Un rapport de force structurellement déséquilibré
La concentration de la distribution place quelques centrales d'achat face à des milliers de fournisseurs, ce qui explique la dureté récurrente des négociations annuelles. Face à ce déséquilibre, la fiche présente les instances de régulation (médiateur des relations commerciales agricoles, Observatoire de la formation des prix et des marges) mises en place pour rééquilibrer la relation, en particulier au bénéfice des producteurs agricoles.
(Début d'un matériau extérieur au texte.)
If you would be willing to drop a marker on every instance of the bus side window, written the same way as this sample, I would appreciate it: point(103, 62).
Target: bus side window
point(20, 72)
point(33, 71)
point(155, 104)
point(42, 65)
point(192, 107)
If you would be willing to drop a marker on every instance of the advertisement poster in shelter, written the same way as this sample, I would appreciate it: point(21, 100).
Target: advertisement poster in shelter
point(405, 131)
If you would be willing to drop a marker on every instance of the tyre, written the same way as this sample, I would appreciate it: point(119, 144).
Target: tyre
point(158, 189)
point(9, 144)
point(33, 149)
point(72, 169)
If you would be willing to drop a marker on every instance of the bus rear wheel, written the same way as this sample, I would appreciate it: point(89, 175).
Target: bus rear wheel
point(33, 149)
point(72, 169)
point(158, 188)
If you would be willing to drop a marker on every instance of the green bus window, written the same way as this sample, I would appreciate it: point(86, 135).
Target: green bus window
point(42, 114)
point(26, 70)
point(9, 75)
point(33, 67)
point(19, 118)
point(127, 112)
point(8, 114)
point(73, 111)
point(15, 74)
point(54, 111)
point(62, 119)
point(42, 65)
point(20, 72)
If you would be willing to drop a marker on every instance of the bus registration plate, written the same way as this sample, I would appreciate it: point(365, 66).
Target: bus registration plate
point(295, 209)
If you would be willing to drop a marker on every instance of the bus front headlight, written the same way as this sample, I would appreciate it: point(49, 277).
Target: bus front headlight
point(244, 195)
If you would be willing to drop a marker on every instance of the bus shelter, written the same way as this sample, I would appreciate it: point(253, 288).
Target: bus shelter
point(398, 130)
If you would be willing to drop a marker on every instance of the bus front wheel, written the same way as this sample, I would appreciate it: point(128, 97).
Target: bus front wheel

La co-mercatique, ou comment coopérer plutôt que s'affronter
Au-delà du conflit, la fiche détaille la co-mercatique (trade marketing), qui se déploie sur deux domaines complémentaires : la coopération logistique (SRM, SCM, EDI, GPA) pour éliminer les ruptures, et la mise en valeur de l'offre (ECR/ROC, category management) pour optimiser l'assortiment et dynamiser le rayon au bénéfice des deux parties.
Le cadre légal des lois Egalim
La fiche retrace la chronologie des lois Egalim 1, 2 et 3 (2018-2023) : construction du prix en marche avant, sanctuarisation de la matière première agricole, seuil de revente à perte relevé de 10 % (SRP+10) et encadrement des promotions. Un cas pratique, celui d'une laiterie négociant face à la centrale d'une grande enseigne, illustre comment transformer un rapport de force en partenariat durable tout en s'appuyant sur ce cadre légal.